It is not often we would describe a visitor as unwelcome, but last Saturday we had a power cut that stopped our restaurant operating and left guests in our cottages without power. A great saga ensued due in the main to Endesa the electricity supplier failing massively to give the service we pay for. We are supposed to have a 90 minute emergency call out but on Saturday, after more than 25 telephone calls they turned up after 8 hours! And then to blithely say “not our problem get someone else to fix it.”

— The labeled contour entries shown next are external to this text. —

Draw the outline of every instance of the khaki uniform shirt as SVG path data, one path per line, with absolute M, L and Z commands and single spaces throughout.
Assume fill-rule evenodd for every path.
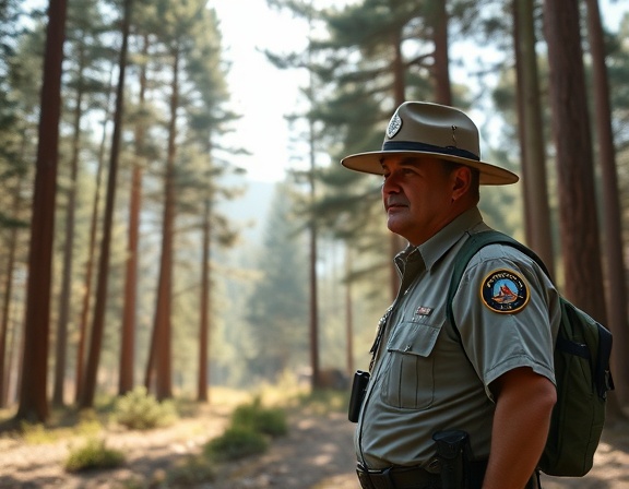
M 555 383 L 559 296 L 539 266 L 514 248 L 489 244 L 472 258 L 452 302 L 461 339 L 448 323 L 456 252 L 470 234 L 486 229 L 472 208 L 395 258 L 402 284 L 355 434 L 357 458 L 369 468 L 426 466 L 435 455 L 432 433 L 452 429 L 470 434 L 474 460 L 487 458 L 495 410 L 489 384 L 519 367 Z M 491 285 L 499 286 L 496 297 L 484 298 Z M 501 306 L 509 288 L 520 288 L 519 300 Z

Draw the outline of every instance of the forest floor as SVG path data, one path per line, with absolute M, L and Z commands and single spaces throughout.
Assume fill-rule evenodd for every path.
M 206 406 L 168 428 L 150 431 L 107 429 L 106 445 L 123 451 L 123 466 L 69 474 L 63 462 L 78 438 L 33 443 L 0 436 L 0 488 L 131 489 L 195 487 L 206 489 L 358 489 L 354 474 L 353 431 L 340 409 L 322 413 L 295 408 L 289 431 L 260 456 L 219 464 L 211 481 L 186 486 L 161 484 L 186 458 L 219 436 L 229 419 L 226 406 Z M 583 478 L 543 476 L 544 489 L 620 489 L 629 487 L 629 424 L 607 427 L 594 468 Z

To cut a long, long, story short we finally found a competent contractor that could help at 7.30 am the next morning. It took him 20 minutes to change a fuse (one that was as long as your arm) and we had power restored, which brings me to the nub of our story. A visiting Genet had decided to climb the pylon and electrocuted himself in the process, and this in turn took out one of the three phases.
Gineta, Jineta or Gato Almizclero (musk cat) Photo copyright Steve Garvie
Genets are cat-like carnivores closely related to the mongoose and most of them have a spotted coat with long bushy tails, and whilst seldom seen they are not rare creatures, but found throughout Europe having originated in Africa and most likely been imported as pets many years ago.

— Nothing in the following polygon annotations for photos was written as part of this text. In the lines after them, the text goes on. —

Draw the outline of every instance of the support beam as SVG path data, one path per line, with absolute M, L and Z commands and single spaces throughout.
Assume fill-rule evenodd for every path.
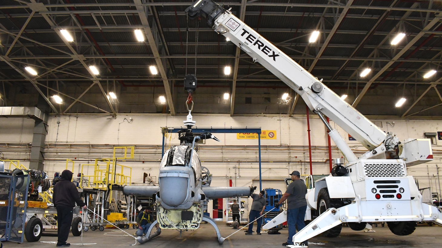
M 427 88 L 427 90 L 425 90 L 425 91 L 424 91 L 423 93 L 422 93 L 422 94 L 420 95 L 420 96 L 419 96 L 417 98 L 417 99 L 416 99 L 416 101 L 415 101 L 415 102 L 413 103 L 413 104 L 412 104 L 412 105 L 410 106 L 409 108 L 408 108 L 408 109 L 407 109 L 407 111 L 405 111 L 405 113 L 404 113 L 404 114 L 400 117 L 401 117 L 402 118 L 404 118 L 404 117 L 406 117 L 406 116 L 409 116 L 409 115 L 414 115 L 415 114 L 417 113 L 413 113 L 411 115 L 409 115 L 409 116 L 406 116 L 407 114 L 409 112 L 410 112 L 410 110 L 411 110 L 412 109 L 413 107 L 415 106 L 415 105 L 416 105 L 416 104 L 419 101 L 420 101 L 420 99 L 422 99 L 422 98 L 423 97 L 423 96 L 425 95 L 425 94 L 426 94 L 428 92 L 428 90 L 431 90 L 432 87 L 434 87 L 434 89 L 436 90 L 436 92 L 438 93 L 438 94 L 439 95 L 439 92 L 436 89 L 436 86 L 439 83 L 440 83 L 441 82 L 442 82 L 442 78 L 440 78 L 438 79 L 437 80 L 436 80 L 436 81 L 433 82 L 431 84 L 431 85 L 430 85 L 430 86 L 429 86 Z M 439 97 L 440 97 L 439 96 Z M 438 105 L 436 105 L 436 106 L 438 106 Z M 431 107 L 431 108 L 433 108 L 434 107 L 435 107 L 436 106 L 433 106 L 433 107 Z
M 72 58 L 75 58 L 76 59 L 80 61 L 80 62 L 81 63 L 81 64 L 83 65 L 84 68 L 88 70 L 88 71 L 91 72 L 89 68 L 89 66 L 87 64 L 86 64 L 86 62 L 84 62 L 85 59 L 84 56 L 83 56 L 82 55 L 79 54 L 77 53 L 76 50 L 74 48 L 74 47 L 72 46 L 72 45 L 71 45 L 69 42 L 64 37 L 64 36 L 61 34 L 61 33 L 60 32 L 61 29 L 58 28 L 57 26 L 57 25 L 55 24 L 55 23 L 53 23 L 53 19 L 49 16 L 49 13 L 50 13 L 49 10 L 47 9 L 46 6 L 45 6 L 42 3 L 37 3 L 35 1 L 35 0 L 30 0 L 31 3 L 28 4 L 28 5 L 29 6 L 29 8 L 31 10 L 32 10 L 33 11 L 38 11 L 39 12 L 40 14 L 42 15 L 42 16 L 43 18 L 45 19 L 45 20 L 46 20 L 46 22 L 48 23 L 48 24 L 49 24 L 50 26 L 55 31 L 55 32 L 60 37 L 60 38 L 61 39 L 61 40 L 62 40 L 63 42 L 64 42 L 65 45 L 66 45 L 66 47 L 67 47 L 67 48 L 69 49 L 69 50 L 71 51 L 71 52 L 72 53 L 72 55 L 71 55 L 72 57 Z M 46 13 L 46 12 L 48 13 Z M 117 115 L 117 113 L 115 112 L 115 110 L 114 109 L 114 107 L 112 105 L 112 103 L 111 103 L 110 101 L 109 101 L 109 99 L 107 98 L 106 93 L 103 90 L 103 87 L 101 86 L 99 79 L 97 78 L 96 76 L 93 73 L 91 72 L 91 75 L 92 76 L 92 78 L 91 79 L 91 80 L 92 82 L 93 82 L 95 83 L 98 83 L 99 86 L 100 86 L 100 88 L 102 90 L 101 91 L 102 93 L 103 94 L 103 97 L 104 98 L 105 101 L 107 102 L 107 104 L 108 105 L 109 105 L 109 108 L 110 109 L 110 110 L 111 111 L 112 111 L 114 116 Z M 66 95 L 65 94 L 63 94 L 70 98 L 72 98 L 71 97 L 68 96 L 67 95 Z M 75 98 L 74 99 L 75 99 Z M 81 101 L 79 101 L 86 104 L 84 102 Z M 92 106 L 95 109 L 103 111 L 105 113 L 109 113 L 109 112 L 101 109 L 100 109 L 99 108 L 94 106 L 90 104 L 88 104 L 87 105 L 88 105 Z
M 98 109 L 98 110 L 99 110 L 100 111 L 103 111 L 103 112 L 104 112 L 105 113 L 106 113 L 107 114 L 109 114 L 110 115 L 112 114 L 111 113 L 110 113 L 110 112 L 108 112 L 105 110 L 104 109 L 102 109 L 99 108 L 98 107 L 97 107 L 96 106 L 94 106 L 93 105 L 92 105 L 91 104 L 90 104 L 89 103 L 88 103 L 87 102 L 84 102 L 84 101 L 83 101 L 80 100 L 79 99 L 76 99 L 76 98 L 72 97 L 71 97 L 71 96 L 70 96 L 69 95 L 67 95 L 66 94 L 65 94 L 65 93 L 63 93 L 63 92 L 60 92 L 60 91 L 59 91 L 58 90 L 56 90 L 55 89 L 53 89 L 52 88 L 49 87 L 45 85 L 44 84 L 43 84 L 42 83 L 38 83 L 38 82 L 35 82 L 35 84 L 37 84 L 37 85 L 41 85 L 42 86 L 43 86 L 43 87 L 44 87 L 45 88 L 47 88 L 48 90 L 52 90 L 52 91 L 54 91 L 55 92 L 57 92 L 57 93 L 58 93 L 59 94 L 60 94 L 61 95 L 64 95 L 64 96 L 65 96 L 66 97 L 69 98 L 71 98 L 71 99 L 72 99 L 73 100 L 76 100 L 77 101 L 79 101 L 79 102 L 81 102 L 81 103 L 83 103 L 83 104 L 85 104 L 85 105 L 87 105 L 88 106 L 89 106 L 89 107 L 91 107 L 91 108 L 94 108 L 94 109 Z M 60 114 L 59 113 L 58 113 L 58 112 L 57 112 L 57 114 Z
M 244 21 L 246 15 L 246 4 L 247 0 L 241 1 L 241 12 L 238 17 L 241 21 Z M 236 47 L 235 53 L 235 65 L 233 66 L 233 78 L 232 83 L 232 96 L 230 98 L 230 116 L 233 116 L 235 110 L 235 97 L 236 92 L 236 81 L 238 79 L 238 68 L 240 65 L 240 54 L 241 49 Z
M 361 91 L 361 93 L 359 93 L 359 95 L 358 96 L 358 97 L 356 98 L 356 99 L 354 100 L 354 101 L 353 102 L 353 104 L 352 105 L 355 108 L 358 105 L 358 104 L 359 104 L 359 102 L 361 101 L 361 99 L 362 99 L 362 98 L 364 96 L 364 95 L 365 95 L 366 93 L 367 92 L 367 90 L 368 90 L 368 89 L 370 87 L 370 86 L 371 86 L 371 84 L 373 83 L 374 82 L 374 81 L 376 80 L 377 79 L 377 78 L 381 76 L 381 75 L 382 73 L 384 73 L 384 71 L 388 69 L 388 68 L 389 68 L 390 67 L 392 64 L 393 64 L 393 63 L 396 62 L 397 60 L 399 59 L 399 58 L 400 58 L 402 55 L 403 55 L 404 53 L 405 53 L 407 51 L 408 51 L 408 50 L 410 49 L 410 47 L 411 47 L 413 45 L 414 45 L 415 43 L 417 42 L 417 41 L 419 41 L 419 39 L 420 39 L 420 38 L 422 38 L 422 36 L 423 36 L 425 34 L 426 31 L 430 30 L 430 29 L 433 27 L 436 24 L 438 23 L 439 22 L 441 18 L 442 18 L 442 14 L 439 13 L 439 14 L 437 15 L 436 16 L 434 17 L 434 19 L 432 20 L 430 22 L 428 23 L 428 24 L 425 27 L 424 27 L 422 29 L 422 30 L 421 30 L 421 31 L 419 32 L 419 33 L 417 34 L 417 35 L 415 36 L 413 38 L 413 39 L 412 39 L 412 40 L 410 41 L 408 43 L 408 44 L 405 45 L 405 47 L 404 48 L 403 48 L 402 49 L 401 49 L 400 51 L 398 52 L 398 53 L 394 56 L 394 57 L 393 57 L 393 58 L 391 59 L 391 60 L 390 60 L 389 62 L 387 63 L 387 64 L 386 64 L 385 66 L 384 66 L 383 67 L 381 68 L 381 69 L 377 72 L 377 73 L 376 73 L 376 74 L 374 76 L 373 76 L 373 77 L 370 79 L 370 80 L 369 80 L 368 82 L 367 82 L 367 83 L 365 85 L 365 86 L 364 86 L 364 88 L 362 89 L 362 90 Z
M 89 87 L 88 87 L 88 88 L 86 89 L 86 90 L 84 90 L 84 91 L 83 93 L 82 93 L 81 95 L 80 95 L 80 96 L 79 96 L 78 98 L 77 98 L 77 99 L 75 99 L 75 100 L 74 101 L 74 102 L 72 102 L 72 103 L 71 103 L 71 105 L 69 105 L 69 106 L 67 108 L 66 108 L 66 109 L 65 109 L 65 111 L 63 111 L 63 113 L 63 113 L 63 114 L 66 113 L 68 112 L 68 110 L 69 110 L 69 109 L 71 109 L 71 108 L 72 107 L 72 106 L 74 105 L 74 104 L 75 104 L 75 103 L 76 103 L 76 102 L 78 101 L 78 100 L 80 100 L 80 98 L 81 98 L 82 97 L 83 97 L 83 96 L 84 95 L 84 94 L 85 94 L 86 92 L 87 92 L 89 90 L 91 89 L 91 88 L 92 88 L 92 86 L 95 85 L 95 83 L 95 83 L 95 82 L 94 82 L 94 83 L 92 83 L 92 84 L 91 84 L 90 85 L 90 86 L 89 86 Z
M 9 66 L 12 68 L 14 70 L 16 71 L 19 73 L 22 76 L 23 76 L 23 77 L 24 78 L 26 79 L 28 81 L 30 82 L 31 83 L 32 83 L 32 85 L 35 87 L 35 88 L 37 89 L 37 90 L 38 92 L 39 93 L 40 93 L 40 94 L 44 98 L 45 100 L 46 100 L 46 101 L 48 103 L 48 104 L 49 104 L 49 105 L 50 106 L 51 108 L 52 109 L 52 110 L 53 110 L 54 112 L 57 114 L 60 114 L 60 113 L 58 113 L 58 111 L 57 110 L 57 109 L 56 109 L 55 107 L 54 107 L 54 105 L 52 104 L 52 103 L 51 102 L 51 101 L 50 101 L 49 99 L 48 99 L 48 98 L 46 97 L 46 95 L 45 94 L 43 93 L 42 91 L 40 89 L 40 88 L 38 87 L 38 86 L 37 85 L 38 83 L 36 81 L 34 80 L 33 79 L 28 76 L 24 72 L 22 71 L 21 70 L 17 68 L 16 66 L 15 66 L 12 63 L 11 63 L 9 61 L 9 59 L 8 58 L 8 57 L 0 55 L 0 60 L 3 60 L 6 64 L 8 64 Z
M 144 26 L 144 32 L 147 38 L 147 41 L 150 46 L 150 49 L 152 50 L 152 53 L 153 54 L 153 57 L 156 63 L 156 66 L 158 68 L 158 71 L 161 76 L 161 79 L 163 80 L 163 83 L 164 86 L 164 90 L 166 91 L 166 98 L 167 98 L 168 104 L 169 105 L 169 109 L 170 110 L 170 113 L 173 116 L 176 114 L 175 110 L 175 106 L 173 104 L 173 100 L 172 98 L 172 93 L 171 91 L 170 84 L 169 83 L 169 79 L 167 78 L 167 74 L 166 73 L 166 70 L 163 65 L 163 61 L 161 60 L 160 56 L 160 52 L 158 49 L 156 47 L 156 43 L 153 38 L 153 34 L 150 29 L 150 26 L 149 25 L 149 22 L 147 19 L 147 16 L 145 7 L 141 4 L 141 0 L 133 0 L 133 3 L 137 7 L 137 10 L 138 11 L 138 15 L 141 23 Z
M 43 170 L 43 161 L 45 159 L 45 141 L 48 133 L 48 119 L 49 106 L 42 96 L 38 96 L 37 107 L 45 113 L 43 120 L 36 119 L 34 126 L 32 145 L 30 155 L 29 169 Z
M 35 11 L 33 11 L 32 12 L 30 13 L 30 15 L 29 15 L 29 17 L 28 17 L 28 19 L 26 20 L 26 21 L 25 22 L 24 24 L 23 25 L 23 26 L 22 26 L 21 29 L 20 30 L 20 32 L 19 32 L 19 34 L 17 35 L 16 36 L 15 36 L 15 38 L 14 39 L 14 41 L 12 41 L 12 43 L 11 43 L 11 45 L 9 46 L 9 49 L 8 49 L 8 51 L 6 52 L 6 53 L 4 54 L 5 56 L 8 56 L 9 54 L 9 53 L 11 53 L 11 51 L 12 49 L 12 48 L 14 47 L 14 45 L 15 45 L 15 42 L 16 42 L 17 41 L 19 40 L 19 38 L 21 36 L 22 34 L 23 33 L 23 31 L 24 31 L 25 29 L 26 28 L 26 26 L 27 26 L 28 23 L 29 23 L 29 22 L 30 21 L 31 18 L 32 18 L 32 17 L 34 16 L 34 14 L 35 13 Z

Nowadays wild Genets live all over Spain and can live in olive groves by eating small animals and insects. They are nocturnal and generally live alone.
What our Genet was doing up an 80ft pylon we will never know and quite how it climbed up is puzzling as its retractable claws would presumably be of little use on steel. Not the ideal way to see our first Genet and hopefully we won’t see another in such circumstances.